This is a nocturnal species, with both sexes dispersing from the birth territory, however the males may return avoiding the resident dominant male. Males have territories that overlap those of a few females, and females may have home ranges that overlap. Males do not have home ranges that overlap. However, Clark (1978) found that females tend to exclude other females from their home range and males are less likely to exclude other males. Smaller males generally have territories that are on the periphery of optimal habitat (Bearder and Doyle, 1974). Young females may have a range that is adjacent to or overlapping their mother's range (Clark, 1985). Females generally have home ranges that are smaller than males (Clark, 1985). Marking and grooming behavior are important in maintaining relationships between individuals (Rosenson, 1973; Drews, 1973). Social interactions largely occur at areas of home range overlap, sites of large gum sources, and preferred sleeping trees (Clark, 1985). Social interactions occur mostly after the first hour of feeding but can occur throughout the night (Clark, 1985). In captivity in groups with a single male, the male participated little in agonistic activity and participated greatly in social grooming, but mostly as the individual being groomed (Drews, 1973). In the wild most adult male agonistic interactions during the mating season (92%) (Clark, 1985). During the mating season adult females will only associate with males and their juveniles (Clark, 1985). Females were found to be hostile to females in estrus in captivity (Roberts, 1971). Older juveniles will follow older males around during the night, possibly to gain knowledge of food resources (Clark, 1985).

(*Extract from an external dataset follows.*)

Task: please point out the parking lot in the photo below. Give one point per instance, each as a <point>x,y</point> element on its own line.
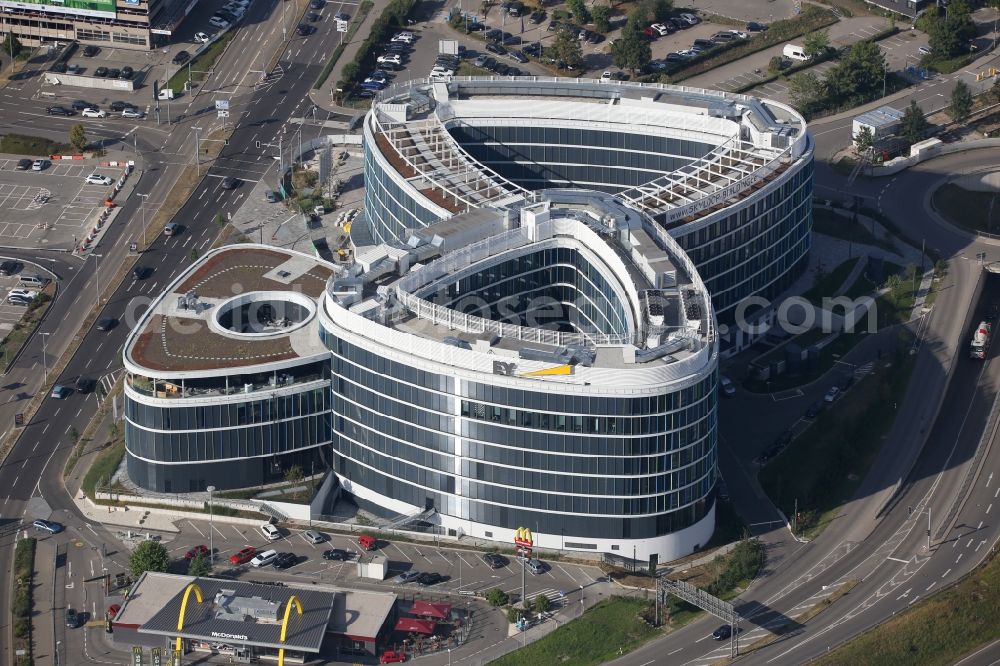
<point>464,571</point>
<point>52,205</point>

Social play in the greater galago occurs amongst juveniles, subadults, young-adult males, and adult females with juveniles (Clark, 1985). Social play includes the behavioral patterns: bite, attempted bite, manual attack, attempted manual attack, jump on, head butt, raise one arm, and rear (defensive attack posture) (Ehrlich, 1977). Social play also includes play-fighting which is mutual biting, hitting, and grasping (Ehrlich, 1977).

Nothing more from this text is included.